End-to-End MLOps Example for visual quality inspection at the edge using Amazon SageMaker, AWS Greengrass, AWS CodePipeline and AWS CDK

This is a sample implementation for an end-to-end MLOps pipeline for quality inspection at the edge based on Amazon SageMaker and AWS Greengrass. The focus is to provide an end-to-end example including following components:

Labeling - Automated labeling of the images using SageMaker Ground Truth
Training - Training and evaluation of the bounding box detection model using Amazon SageMaker
Inference - Compilation, Packaging and Deployment of the model to an edge device for inference running AWS Greengrass.
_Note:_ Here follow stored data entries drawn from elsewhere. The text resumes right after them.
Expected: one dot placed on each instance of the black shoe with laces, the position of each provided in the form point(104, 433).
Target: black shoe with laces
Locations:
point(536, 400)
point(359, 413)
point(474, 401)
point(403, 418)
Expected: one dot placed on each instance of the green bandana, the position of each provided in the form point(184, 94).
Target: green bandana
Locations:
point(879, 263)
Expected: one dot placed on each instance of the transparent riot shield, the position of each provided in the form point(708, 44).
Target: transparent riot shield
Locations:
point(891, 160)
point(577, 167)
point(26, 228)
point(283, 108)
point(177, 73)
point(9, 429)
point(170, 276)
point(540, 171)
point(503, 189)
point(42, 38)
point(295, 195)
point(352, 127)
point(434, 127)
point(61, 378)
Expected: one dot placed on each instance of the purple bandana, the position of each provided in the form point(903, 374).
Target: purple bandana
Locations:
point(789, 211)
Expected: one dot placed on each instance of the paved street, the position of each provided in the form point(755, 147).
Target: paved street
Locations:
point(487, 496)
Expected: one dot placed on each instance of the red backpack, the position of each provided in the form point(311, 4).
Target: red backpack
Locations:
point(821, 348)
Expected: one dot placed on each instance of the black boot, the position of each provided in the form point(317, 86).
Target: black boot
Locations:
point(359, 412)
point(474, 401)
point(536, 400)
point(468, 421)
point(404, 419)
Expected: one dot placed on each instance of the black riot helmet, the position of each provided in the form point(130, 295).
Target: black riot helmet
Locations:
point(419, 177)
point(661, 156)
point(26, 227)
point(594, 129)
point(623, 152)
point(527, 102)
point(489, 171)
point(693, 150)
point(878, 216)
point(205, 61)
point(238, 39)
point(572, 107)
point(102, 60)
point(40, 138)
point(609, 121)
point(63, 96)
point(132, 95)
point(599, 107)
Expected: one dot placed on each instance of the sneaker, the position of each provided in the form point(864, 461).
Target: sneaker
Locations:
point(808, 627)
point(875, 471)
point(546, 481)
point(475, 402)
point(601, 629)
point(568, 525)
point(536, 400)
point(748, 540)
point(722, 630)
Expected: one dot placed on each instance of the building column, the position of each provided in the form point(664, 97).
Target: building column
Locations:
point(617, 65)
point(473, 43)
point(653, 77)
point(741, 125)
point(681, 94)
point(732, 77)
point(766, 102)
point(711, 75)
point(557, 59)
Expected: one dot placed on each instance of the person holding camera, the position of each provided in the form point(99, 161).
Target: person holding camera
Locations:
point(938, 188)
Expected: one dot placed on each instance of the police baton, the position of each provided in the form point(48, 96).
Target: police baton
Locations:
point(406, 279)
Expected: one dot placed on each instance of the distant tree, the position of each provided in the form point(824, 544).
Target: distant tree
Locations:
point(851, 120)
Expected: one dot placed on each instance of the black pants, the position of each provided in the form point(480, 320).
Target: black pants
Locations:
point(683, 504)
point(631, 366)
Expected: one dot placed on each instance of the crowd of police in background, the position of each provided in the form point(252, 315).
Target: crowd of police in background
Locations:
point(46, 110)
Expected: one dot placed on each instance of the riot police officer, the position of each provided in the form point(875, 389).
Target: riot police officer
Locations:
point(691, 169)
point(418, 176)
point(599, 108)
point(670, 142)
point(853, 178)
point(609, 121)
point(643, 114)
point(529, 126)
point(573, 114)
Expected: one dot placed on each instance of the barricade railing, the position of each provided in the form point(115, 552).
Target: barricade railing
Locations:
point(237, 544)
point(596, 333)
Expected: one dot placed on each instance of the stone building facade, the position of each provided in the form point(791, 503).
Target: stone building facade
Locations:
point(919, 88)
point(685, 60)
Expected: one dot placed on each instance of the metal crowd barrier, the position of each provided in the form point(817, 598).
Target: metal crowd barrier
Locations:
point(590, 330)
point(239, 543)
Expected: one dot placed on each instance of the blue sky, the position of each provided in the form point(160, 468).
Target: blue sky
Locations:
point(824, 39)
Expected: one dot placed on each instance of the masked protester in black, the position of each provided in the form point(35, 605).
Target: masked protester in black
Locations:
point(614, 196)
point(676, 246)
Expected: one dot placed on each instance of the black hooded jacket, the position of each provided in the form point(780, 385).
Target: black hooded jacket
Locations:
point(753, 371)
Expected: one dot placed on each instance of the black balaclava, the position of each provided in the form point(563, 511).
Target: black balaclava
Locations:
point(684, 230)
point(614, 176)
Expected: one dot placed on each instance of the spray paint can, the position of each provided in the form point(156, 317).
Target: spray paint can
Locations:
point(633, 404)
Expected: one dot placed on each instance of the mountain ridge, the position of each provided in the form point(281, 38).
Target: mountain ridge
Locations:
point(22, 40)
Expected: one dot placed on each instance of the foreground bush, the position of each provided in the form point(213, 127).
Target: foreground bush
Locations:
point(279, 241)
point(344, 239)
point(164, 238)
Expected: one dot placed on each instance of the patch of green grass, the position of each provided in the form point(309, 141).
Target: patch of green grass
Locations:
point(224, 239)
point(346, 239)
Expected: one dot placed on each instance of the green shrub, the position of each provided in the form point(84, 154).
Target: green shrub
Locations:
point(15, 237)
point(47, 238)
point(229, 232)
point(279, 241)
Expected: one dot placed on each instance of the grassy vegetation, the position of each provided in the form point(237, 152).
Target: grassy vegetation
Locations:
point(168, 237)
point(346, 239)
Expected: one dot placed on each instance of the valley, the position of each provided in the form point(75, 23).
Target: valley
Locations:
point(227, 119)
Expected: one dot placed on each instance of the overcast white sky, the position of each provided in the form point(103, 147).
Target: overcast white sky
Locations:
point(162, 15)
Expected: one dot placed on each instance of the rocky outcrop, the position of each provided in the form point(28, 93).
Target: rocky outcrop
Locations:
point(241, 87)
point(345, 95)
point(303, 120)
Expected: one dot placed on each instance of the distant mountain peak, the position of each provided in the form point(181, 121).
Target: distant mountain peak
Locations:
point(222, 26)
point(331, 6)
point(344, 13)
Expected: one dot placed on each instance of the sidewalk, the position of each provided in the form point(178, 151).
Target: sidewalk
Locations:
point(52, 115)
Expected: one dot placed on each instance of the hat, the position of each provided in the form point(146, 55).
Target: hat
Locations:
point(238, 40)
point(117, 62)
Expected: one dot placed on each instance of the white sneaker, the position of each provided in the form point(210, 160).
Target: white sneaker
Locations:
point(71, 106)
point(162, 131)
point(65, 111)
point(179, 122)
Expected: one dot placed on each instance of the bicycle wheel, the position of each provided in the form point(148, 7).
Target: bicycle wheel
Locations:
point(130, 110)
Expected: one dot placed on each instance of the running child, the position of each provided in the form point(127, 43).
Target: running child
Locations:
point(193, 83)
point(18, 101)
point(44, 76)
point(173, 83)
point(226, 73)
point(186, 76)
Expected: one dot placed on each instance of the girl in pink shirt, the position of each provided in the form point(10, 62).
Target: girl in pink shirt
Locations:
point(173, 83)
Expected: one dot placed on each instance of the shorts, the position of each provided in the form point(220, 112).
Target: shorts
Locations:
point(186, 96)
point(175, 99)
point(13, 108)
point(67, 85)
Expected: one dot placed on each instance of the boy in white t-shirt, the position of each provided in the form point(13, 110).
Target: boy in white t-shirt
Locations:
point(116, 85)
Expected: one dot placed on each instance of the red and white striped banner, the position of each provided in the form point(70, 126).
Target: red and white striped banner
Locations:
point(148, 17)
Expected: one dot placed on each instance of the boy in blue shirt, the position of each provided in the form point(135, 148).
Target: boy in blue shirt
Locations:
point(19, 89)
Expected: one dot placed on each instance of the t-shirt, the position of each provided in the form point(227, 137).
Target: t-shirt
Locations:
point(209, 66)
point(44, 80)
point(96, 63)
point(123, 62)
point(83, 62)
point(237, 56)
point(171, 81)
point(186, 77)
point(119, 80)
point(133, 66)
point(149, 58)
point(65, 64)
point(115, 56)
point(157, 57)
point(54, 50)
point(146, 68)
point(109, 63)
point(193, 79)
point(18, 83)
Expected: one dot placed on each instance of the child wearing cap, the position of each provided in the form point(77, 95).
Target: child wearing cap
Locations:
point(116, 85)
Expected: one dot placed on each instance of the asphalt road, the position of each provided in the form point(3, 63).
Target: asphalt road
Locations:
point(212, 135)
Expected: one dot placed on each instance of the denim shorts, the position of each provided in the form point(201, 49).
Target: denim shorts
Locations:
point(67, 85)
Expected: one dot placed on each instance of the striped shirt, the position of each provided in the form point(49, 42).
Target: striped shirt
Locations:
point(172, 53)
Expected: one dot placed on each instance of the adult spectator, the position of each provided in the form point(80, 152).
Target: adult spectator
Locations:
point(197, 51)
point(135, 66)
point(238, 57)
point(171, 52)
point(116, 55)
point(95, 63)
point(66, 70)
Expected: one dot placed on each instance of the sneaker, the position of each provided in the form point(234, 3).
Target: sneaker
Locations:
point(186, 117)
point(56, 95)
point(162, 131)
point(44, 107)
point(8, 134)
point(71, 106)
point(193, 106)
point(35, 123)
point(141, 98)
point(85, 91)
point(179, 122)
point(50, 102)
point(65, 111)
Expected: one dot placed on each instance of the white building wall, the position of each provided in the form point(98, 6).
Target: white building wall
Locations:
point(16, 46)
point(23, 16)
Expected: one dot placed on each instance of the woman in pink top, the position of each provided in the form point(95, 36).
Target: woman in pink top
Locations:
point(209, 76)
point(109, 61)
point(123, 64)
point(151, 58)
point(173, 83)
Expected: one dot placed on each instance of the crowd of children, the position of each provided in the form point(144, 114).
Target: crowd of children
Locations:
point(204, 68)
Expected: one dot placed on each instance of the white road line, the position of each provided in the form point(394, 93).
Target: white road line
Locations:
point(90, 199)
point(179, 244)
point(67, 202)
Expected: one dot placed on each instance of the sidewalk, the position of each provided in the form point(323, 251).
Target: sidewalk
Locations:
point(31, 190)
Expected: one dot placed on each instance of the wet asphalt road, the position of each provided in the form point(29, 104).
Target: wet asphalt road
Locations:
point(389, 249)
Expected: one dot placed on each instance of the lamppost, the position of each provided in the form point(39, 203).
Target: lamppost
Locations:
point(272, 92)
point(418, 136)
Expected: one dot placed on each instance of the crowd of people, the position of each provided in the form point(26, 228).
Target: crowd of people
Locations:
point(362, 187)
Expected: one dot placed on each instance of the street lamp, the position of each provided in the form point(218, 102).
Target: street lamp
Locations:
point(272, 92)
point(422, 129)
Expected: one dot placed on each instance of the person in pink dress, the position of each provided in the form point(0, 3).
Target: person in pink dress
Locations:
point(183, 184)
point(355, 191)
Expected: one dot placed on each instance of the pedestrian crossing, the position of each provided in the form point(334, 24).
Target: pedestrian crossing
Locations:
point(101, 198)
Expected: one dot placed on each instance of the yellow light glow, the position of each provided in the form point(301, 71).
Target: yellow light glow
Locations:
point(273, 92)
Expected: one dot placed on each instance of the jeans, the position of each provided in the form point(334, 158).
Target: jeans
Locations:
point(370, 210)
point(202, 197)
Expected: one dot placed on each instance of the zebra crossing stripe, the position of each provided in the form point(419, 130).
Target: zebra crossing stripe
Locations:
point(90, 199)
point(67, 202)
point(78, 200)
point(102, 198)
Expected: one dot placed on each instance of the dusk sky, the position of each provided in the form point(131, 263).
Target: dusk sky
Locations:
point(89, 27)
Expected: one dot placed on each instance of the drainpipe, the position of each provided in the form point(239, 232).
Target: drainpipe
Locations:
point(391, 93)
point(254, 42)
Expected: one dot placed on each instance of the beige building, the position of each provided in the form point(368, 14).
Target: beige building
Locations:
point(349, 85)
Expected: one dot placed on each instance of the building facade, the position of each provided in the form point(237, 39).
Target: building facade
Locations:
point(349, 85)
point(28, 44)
Deployment of each of these pipeline components is fully automated using AWS CodePipeline and AWS CDK. Each component is implemented as separate CDK app and pipeline in AWS CodePipeline. This allows deploying Labeling, Training and Inference separately in case you want to dive deeper into each of these aspects individually.

Pre-requisite

Before installing this sample, make sure you have following installed:

Choose your source Repo

Option 1: Use GitHub Repo

Fork this repo in your GitHub account
Create a GitHub connection using the CodePipeline console to provide CodePipeline with access to your GitHub repositories (See section Create a connection to GitHub (CLI))
Update the GitHub related configuration in the ./repo_config.yaml file
- Set the value of repoType to GITHUB
- Update the value of githubConnectionArn, githubRepoOwner and repoName
Commit and push the changed file to your fork

Option 2: Create a CodeCommit Repo in your AWS account

Alternatively, the CDK Infrastructure code can provision a CodeCommit Repo as Source Repo for you.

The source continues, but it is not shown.